BVM se risque à un pronostic : « Je pense que si le PS choisit FH ou MValls il a des chances de sortir Nicolas Sarkozy. » Tout comme Christie qui voit « Une victoire de la gauche ;). J’imagine de grosses propositions de la gauche et une grosse émulation ». Mais cet autre militant nous fait part de son « inquiétude car Sarkozy travaille ses clientèles et les vieux votent. Sans parler de la force du FN ». Enfin L. estime qu’ « il est trop tôt pour se prononcer. Le jeu est encore ouvert, et les affaires internationales, économiques et financières notamment, peuvent à tout moment redistribuer les cartes ».

Les votants sont certes enthousiastes pour participer à cet exercice démocratique, mais point de Bisounours parmi eux. Tous sont bien conscients que cette campagne sera très difficile, tant sur les méthodes –les affaires ont déjà commencé à pourrir l’ambiance- que sur la bataille à mener pour l’emporter, et l’incertitude pesant sur le scrutin. En effet, si loin de l’échéance, rien n’est joué…

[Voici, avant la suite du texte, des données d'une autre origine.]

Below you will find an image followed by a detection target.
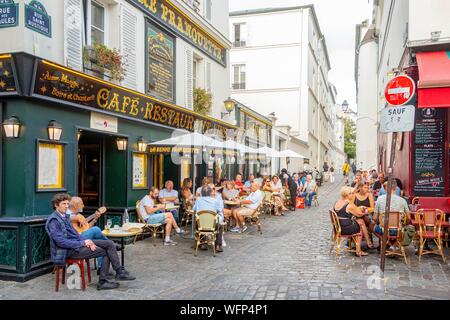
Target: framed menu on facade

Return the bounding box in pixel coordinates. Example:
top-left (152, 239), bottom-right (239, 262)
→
top-left (132, 153), bottom-right (148, 189)
top-left (146, 22), bottom-right (175, 102)
top-left (36, 141), bottom-right (64, 191)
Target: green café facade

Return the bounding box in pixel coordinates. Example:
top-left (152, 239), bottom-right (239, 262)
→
top-left (0, 53), bottom-right (236, 281)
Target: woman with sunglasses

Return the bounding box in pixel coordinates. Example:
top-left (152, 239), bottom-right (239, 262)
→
top-left (262, 177), bottom-right (287, 216)
top-left (333, 186), bottom-right (373, 257)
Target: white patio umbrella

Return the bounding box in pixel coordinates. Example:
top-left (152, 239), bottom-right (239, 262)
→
top-left (148, 132), bottom-right (216, 147)
top-left (280, 150), bottom-right (305, 159)
top-left (148, 132), bottom-right (217, 238)
top-left (258, 146), bottom-right (283, 158)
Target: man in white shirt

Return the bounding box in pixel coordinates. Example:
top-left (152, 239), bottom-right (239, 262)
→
top-left (231, 182), bottom-right (263, 233)
top-left (192, 184), bottom-right (224, 252)
top-left (159, 180), bottom-right (180, 222)
top-left (140, 187), bottom-right (184, 246)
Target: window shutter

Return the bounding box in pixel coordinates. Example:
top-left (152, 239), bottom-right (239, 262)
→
top-left (185, 49), bottom-right (194, 109)
top-left (120, 5), bottom-right (137, 89)
top-left (64, 0), bottom-right (84, 71)
top-left (205, 0), bottom-right (212, 21)
top-left (205, 62), bottom-right (211, 92)
top-left (240, 23), bottom-right (248, 46)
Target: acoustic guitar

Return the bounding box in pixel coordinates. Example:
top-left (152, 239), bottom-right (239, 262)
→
top-left (72, 207), bottom-right (106, 234)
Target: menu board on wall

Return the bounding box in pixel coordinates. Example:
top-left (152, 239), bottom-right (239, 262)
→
top-left (147, 23), bottom-right (175, 102)
top-left (414, 108), bottom-right (446, 196)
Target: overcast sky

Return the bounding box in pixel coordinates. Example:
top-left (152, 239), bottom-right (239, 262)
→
top-left (229, 0), bottom-right (372, 110)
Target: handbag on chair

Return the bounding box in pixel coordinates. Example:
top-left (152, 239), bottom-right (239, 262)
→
top-left (295, 197), bottom-right (305, 209)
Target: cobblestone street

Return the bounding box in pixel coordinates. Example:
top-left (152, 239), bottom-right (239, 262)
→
top-left (0, 179), bottom-right (450, 300)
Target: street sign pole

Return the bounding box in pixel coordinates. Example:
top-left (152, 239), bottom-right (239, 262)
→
top-left (380, 75), bottom-right (416, 275)
top-left (380, 132), bottom-right (397, 274)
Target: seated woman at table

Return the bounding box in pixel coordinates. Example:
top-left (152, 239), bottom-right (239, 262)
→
top-left (378, 181), bottom-right (402, 197)
top-left (222, 180), bottom-right (239, 228)
top-left (139, 187), bottom-right (184, 246)
top-left (294, 173), bottom-right (303, 195)
top-left (262, 177), bottom-right (287, 216)
top-left (181, 178), bottom-right (194, 210)
top-left (333, 186), bottom-right (373, 257)
top-left (355, 182), bottom-right (378, 236)
top-left (195, 177), bottom-right (212, 198)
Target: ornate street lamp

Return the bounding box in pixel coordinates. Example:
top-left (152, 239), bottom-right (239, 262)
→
top-left (138, 137), bottom-right (147, 152)
top-left (116, 138), bottom-right (128, 151)
top-left (2, 116), bottom-right (22, 138)
top-left (47, 120), bottom-right (62, 141)
top-left (220, 98), bottom-right (235, 119)
top-left (342, 100), bottom-right (348, 112)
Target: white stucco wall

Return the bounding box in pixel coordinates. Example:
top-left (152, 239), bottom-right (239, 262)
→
top-left (356, 41), bottom-right (378, 169)
top-left (409, 0), bottom-right (450, 45)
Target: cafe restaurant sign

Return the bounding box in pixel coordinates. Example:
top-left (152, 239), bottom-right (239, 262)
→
top-left (0, 0), bottom-right (19, 28)
top-left (32, 60), bottom-right (234, 138)
top-left (128, 0), bottom-right (227, 67)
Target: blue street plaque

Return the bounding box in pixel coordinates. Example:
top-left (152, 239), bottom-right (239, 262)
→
top-left (25, 0), bottom-right (52, 38)
top-left (0, 0), bottom-right (19, 28)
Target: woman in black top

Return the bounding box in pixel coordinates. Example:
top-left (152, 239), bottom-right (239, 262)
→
top-left (333, 187), bottom-right (373, 257)
top-left (355, 183), bottom-right (379, 237)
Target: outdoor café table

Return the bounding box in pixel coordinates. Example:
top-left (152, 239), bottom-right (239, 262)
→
top-left (102, 228), bottom-right (142, 267)
top-left (223, 200), bottom-right (241, 206)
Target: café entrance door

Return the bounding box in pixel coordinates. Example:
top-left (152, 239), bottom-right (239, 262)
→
top-left (77, 130), bottom-right (127, 208)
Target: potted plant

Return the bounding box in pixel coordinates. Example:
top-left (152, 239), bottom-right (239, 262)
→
top-left (83, 43), bottom-right (125, 82)
top-left (194, 88), bottom-right (212, 115)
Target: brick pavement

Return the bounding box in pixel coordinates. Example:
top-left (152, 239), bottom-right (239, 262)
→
top-left (0, 179), bottom-right (450, 300)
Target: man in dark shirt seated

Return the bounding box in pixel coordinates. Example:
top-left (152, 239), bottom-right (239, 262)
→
top-left (45, 193), bottom-right (136, 290)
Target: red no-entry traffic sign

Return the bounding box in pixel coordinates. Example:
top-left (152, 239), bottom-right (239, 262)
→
top-left (384, 75), bottom-right (416, 106)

Des votants contents de la tenue de cette primaire

Et ces votants sont contents de la teneur des débats. « Il y a quelques mois, JAMAIS je n’aurais prêté autant d’attention au PS (je suis plutôt Front de Gauche/EELV selon les questions et les élections), mais la nouveauté et l’attrait du processus m’ont énormément attirée. Je trouve ces primaires très très réussies, tant sur le fond (j’ai entendu un nombre suffisant de réponses concrètes) que sur la forme (cette stratégie d’occupation de l’espace médiatique est très bonne) », indique Marine. Kakouik renchérit : « J’ai trouvé pour l’instant cette campagne d’un très bon niveau et les débats beaucoup plus intéressants que ceux de 2007 ».

En conclusion…

Qui a dit que les français ne s’intéressaient pas à la politique ? Cet échantillon non représentatif de votants démontre, par ces réponses, que la politique n’est pas que l’affaire des partis, et que les citoyens sont bien plus éclairés sur les enjeux de la présidentielle que les éléments de langage des uns ou des autres ne pourraient le laisser penser. Comme l’indique Maïta, « il semblerait que les Français se réveillent pour voter cette année. Cette tendance reste à confirmer ».

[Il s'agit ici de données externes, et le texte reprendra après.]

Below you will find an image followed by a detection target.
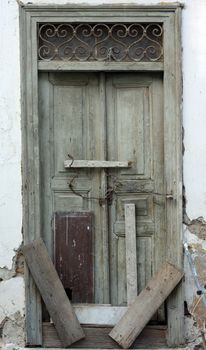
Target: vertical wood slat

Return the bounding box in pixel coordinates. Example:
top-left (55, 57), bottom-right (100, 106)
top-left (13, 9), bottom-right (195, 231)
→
top-left (22, 239), bottom-right (84, 348)
top-left (124, 204), bottom-right (137, 305)
top-left (54, 212), bottom-right (94, 303)
top-left (164, 8), bottom-right (185, 347)
top-left (109, 263), bottom-right (183, 349)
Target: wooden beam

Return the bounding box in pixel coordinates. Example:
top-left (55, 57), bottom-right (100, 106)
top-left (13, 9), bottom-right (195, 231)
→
top-left (109, 262), bottom-right (183, 349)
top-left (22, 239), bottom-right (84, 348)
top-left (124, 204), bottom-right (137, 306)
top-left (64, 160), bottom-right (132, 168)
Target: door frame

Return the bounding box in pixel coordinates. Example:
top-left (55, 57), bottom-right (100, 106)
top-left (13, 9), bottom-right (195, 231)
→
top-left (20, 4), bottom-right (184, 347)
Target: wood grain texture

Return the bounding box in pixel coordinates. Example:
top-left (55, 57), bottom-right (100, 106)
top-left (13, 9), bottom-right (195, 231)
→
top-left (42, 323), bottom-right (167, 349)
top-left (22, 239), bottom-right (84, 347)
top-left (64, 160), bottom-right (131, 168)
top-left (54, 212), bottom-right (94, 303)
top-left (109, 263), bottom-right (183, 349)
top-left (124, 204), bottom-right (137, 305)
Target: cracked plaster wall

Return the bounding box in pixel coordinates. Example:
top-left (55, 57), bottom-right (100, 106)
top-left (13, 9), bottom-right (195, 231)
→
top-left (0, 0), bottom-right (206, 348)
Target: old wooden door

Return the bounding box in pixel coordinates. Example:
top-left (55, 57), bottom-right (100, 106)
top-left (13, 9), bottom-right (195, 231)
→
top-left (39, 72), bottom-right (166, 323)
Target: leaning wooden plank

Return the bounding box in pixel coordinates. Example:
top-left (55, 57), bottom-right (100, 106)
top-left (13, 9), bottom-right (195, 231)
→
top-left (64, 160), bottom-right (132, 168)
top-left (124, 204), bottom-right (137, 306)
top-left (109, 263), bottom-right (183, 349)
top-left (22, 239), bottom-right (84, 348)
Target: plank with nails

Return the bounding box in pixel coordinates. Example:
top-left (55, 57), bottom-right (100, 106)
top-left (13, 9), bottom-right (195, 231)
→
top-left (22, 239), bottom-right (84, 348)
top-left (109, 262), bottom-right (183, 349)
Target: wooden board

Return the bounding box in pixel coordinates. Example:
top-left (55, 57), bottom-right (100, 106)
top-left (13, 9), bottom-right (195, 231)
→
top-left (64, 160), bottom-right (131, 168)
top-left (42, 323), bottom-right (167, 349)
top-left (54, 212), bottom-right (94, 303)
top-left (124, 204), bottom-right (137, 305)
top-left (22, 239), bottom-right (84, 347)
top-left (109, 263), bottom-right (183, 349)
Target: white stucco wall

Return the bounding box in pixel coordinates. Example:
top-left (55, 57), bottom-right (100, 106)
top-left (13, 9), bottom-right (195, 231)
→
top-left (0, 0), bottom-right (206, 348)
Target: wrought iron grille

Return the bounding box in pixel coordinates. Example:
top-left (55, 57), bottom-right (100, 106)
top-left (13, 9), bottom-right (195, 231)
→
top-left (38, 23), bottom-right (163, 62)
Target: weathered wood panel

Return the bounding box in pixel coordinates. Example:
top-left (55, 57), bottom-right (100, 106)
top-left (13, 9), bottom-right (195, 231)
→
top-left (43, 323), bottom-right (167, 349)
top-left (22, 239), bottom-right (84, 347)
top-left (109, 263), bottom-right (183, 349)
top-left (54, 212), bottom-right (94, 303)
top-left (124, 204), bottom-right (137, 305)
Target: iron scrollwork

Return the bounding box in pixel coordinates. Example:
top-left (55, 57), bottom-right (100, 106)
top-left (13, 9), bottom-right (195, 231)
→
top-left (38, 23), bottom-right (163, 62)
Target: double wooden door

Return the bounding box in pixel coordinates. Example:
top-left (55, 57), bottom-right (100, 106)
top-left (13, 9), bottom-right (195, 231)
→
top-left (39, 72), bottom-right (167, 323)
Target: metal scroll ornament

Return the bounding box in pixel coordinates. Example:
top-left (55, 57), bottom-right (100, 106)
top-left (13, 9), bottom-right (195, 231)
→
top-left (38, 23), bottom-right (163, 62)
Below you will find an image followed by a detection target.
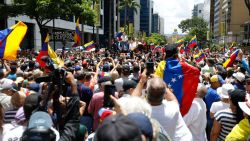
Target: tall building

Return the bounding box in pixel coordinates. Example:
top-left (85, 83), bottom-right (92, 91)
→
top-left (100, 0), bottom-right (120, 47)
top-left (117, 0), bottom-right (141, 33)
top-left (152, 13), bottom-right (160, 33)
top-left (140, 0), bottom-right (153, 35)
top-left (213, 0), bottom-right (223, 42)
top-left (192, 3), bottom-right (204, 18)
top-left (214, 0), bottom-right (250, 43)
top-left (159, 17), bottom-right (165, 35)
top-left (209, 0), bottom-right (215, 36)
top-left (202, 0), bottom-right (211, 23)
top-left (0, 0), bottom-right (104, 50)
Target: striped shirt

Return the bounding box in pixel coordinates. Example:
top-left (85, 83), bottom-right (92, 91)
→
top-left (4, 109), bottom-right (17, 123)
top-left (214, 109), bottom-right (237, 141)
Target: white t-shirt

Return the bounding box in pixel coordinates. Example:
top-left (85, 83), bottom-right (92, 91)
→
top-left (183, 98), bottom-right (207, 141)
top-left (0, 93), bottom-right (14, 112)
top-left (210, 101), bottom-right (230, 114)
top-left (0, 124), bottom-right (60, 141)
top-left (152, 100), bottom-right (193, 141)
top-left (115, 77), bottom-right (129, 92)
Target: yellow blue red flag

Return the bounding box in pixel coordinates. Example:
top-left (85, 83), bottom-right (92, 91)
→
top-left (223, 49), bottom-right (240, 68)
top-left (0, 21), bottom-right (27, 60)
top-left (73, 18), bottom-right (81, 47)
top-left (84, 41), bottom-right (95, 51)
top-left (194, 51), bottom-right (206, 62)
top-left (187, 35), bottom-right (197, 48)
top-left (176, 39), bottom-right (184, 47)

Le votant type de la primaire ? Un citoyen engagé, plutôt à gauche mais pas que, qui se veut un acteur de la présidentielle, pour choisir la France de demain. En effet, tous ont témoigné de leur envie très forte d’avoir un impact sur la présidentielle par ce premier vote de dimanche.

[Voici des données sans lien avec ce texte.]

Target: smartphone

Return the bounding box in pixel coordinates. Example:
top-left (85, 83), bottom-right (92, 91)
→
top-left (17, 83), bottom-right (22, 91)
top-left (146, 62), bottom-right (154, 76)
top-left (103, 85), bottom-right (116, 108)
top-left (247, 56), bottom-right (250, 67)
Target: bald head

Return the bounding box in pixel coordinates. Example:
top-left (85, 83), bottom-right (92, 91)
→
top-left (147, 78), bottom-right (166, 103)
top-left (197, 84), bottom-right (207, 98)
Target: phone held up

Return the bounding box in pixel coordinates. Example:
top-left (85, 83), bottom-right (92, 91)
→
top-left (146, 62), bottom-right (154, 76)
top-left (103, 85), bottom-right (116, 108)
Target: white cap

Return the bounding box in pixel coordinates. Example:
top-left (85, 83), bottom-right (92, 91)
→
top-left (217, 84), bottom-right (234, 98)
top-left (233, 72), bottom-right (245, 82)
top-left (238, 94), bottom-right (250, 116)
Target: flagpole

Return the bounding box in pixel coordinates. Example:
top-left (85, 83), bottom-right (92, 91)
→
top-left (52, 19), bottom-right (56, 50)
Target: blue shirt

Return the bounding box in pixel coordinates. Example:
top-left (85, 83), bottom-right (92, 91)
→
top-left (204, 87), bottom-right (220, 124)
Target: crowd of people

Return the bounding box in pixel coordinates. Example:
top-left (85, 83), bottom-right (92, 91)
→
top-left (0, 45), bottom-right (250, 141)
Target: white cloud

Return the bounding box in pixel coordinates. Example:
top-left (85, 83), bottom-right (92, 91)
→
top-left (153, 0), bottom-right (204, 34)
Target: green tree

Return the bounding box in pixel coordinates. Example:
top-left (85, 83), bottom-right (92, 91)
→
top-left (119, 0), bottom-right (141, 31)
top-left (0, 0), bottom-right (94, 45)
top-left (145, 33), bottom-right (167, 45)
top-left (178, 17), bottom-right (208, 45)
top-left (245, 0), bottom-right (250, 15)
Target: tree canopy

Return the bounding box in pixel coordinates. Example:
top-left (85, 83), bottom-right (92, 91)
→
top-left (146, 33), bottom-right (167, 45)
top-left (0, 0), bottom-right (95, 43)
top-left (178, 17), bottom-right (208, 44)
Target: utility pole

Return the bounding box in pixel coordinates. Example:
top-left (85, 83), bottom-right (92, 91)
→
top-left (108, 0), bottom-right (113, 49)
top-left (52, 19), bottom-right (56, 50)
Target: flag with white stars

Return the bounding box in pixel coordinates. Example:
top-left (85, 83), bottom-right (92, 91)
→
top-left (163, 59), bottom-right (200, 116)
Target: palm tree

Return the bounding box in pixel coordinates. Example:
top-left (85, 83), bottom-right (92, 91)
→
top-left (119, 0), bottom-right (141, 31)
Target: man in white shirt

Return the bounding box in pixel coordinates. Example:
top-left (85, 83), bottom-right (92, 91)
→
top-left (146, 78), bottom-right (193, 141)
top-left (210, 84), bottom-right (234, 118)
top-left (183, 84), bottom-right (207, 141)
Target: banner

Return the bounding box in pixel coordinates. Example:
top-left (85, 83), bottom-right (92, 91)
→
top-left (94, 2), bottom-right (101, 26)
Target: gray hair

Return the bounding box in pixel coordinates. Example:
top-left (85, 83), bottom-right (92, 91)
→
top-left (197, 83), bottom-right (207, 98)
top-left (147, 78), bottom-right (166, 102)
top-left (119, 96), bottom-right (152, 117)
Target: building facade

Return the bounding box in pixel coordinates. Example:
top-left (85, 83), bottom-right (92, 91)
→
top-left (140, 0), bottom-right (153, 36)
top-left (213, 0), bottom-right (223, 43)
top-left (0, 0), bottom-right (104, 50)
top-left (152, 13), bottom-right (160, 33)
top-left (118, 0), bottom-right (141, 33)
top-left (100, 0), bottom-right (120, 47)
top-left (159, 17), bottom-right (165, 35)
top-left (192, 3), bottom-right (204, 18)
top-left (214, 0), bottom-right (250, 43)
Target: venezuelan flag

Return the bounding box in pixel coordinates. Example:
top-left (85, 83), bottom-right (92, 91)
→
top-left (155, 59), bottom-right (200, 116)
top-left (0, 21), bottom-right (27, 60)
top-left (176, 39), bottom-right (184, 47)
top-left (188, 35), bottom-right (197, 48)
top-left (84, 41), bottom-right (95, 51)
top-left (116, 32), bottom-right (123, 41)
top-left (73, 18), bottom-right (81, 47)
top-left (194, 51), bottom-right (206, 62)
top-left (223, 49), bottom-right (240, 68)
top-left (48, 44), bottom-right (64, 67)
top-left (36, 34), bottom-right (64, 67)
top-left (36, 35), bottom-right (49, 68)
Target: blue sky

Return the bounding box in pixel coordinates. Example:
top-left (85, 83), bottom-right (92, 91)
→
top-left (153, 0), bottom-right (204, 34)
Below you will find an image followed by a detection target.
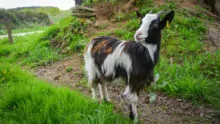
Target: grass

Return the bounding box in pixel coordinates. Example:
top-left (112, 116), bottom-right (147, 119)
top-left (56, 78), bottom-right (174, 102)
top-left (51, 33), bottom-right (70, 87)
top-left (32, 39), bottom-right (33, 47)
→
top-left (0, 63), bottom-right (129, 124)
top-left (0, 0), bottom-right (220, 124)
top-left (0, 24), bottom-right (49, 36)
top-left (137, 3), bottom-right (220, 108)
top-left (96, 1), bottom-right (220, 108)
top-left (0, 34), bottom-right (62, 67)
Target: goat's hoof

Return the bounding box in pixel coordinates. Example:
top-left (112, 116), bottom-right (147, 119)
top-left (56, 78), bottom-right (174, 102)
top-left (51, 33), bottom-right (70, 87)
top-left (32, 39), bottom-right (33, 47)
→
top-left (102, 99), bottom-right (111, 103)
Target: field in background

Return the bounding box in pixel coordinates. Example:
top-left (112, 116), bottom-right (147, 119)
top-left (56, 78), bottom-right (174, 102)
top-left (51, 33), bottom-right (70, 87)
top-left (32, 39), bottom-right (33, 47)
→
top-left (0, 1), bottom-right (220, 123)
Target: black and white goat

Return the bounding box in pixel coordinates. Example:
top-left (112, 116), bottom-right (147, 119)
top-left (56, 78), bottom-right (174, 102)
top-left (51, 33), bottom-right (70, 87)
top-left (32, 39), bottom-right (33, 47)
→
top-left (84, 11), bottom-right (174, 119)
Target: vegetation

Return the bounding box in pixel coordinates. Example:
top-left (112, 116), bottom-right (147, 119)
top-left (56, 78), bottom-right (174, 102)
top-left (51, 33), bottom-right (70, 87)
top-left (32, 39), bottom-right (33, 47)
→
top-left (0, 9), bottom-right (18, 44)
top-left (0, 0), bottom-right (220, 124)
top-left (0, 9), bottom-right (52, 34)
top-left (0, 63), bottom-right (129, 124)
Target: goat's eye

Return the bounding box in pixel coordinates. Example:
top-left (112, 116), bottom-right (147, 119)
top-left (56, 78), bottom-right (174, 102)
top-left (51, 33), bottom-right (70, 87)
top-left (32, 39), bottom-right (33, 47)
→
top-left (154, 23), bottom-right (158, 28)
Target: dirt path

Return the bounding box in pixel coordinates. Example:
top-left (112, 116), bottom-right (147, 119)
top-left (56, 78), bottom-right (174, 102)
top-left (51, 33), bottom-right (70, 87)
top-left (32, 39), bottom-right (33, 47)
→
top-left (35, 55), bottom-right (220, 124)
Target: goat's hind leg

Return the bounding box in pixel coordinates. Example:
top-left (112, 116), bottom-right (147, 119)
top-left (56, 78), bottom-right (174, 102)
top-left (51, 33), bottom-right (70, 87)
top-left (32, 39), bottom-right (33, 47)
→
top-left (99, 81), bottom-right (110, 102)
top-left (129, 92), bottom-right (138, 122)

Ils veulent peser dans le débat, en choisissant un candidat qui réponde à leurs attentes, mais qui, au-delà des valeurs de gauche qu’il devra représenter, sera en capacité de rassembler les français lors de la présidentielle, et donc, de battre Nicolas Sarkozy.

Et vous ?

*Pour participer aux primaires du PS, il vous suffit de votre carte d’identité, d’un euro, et de vous rendre à votre bureau de vote, que vous trouverez sur le site de la primaire citoyenne.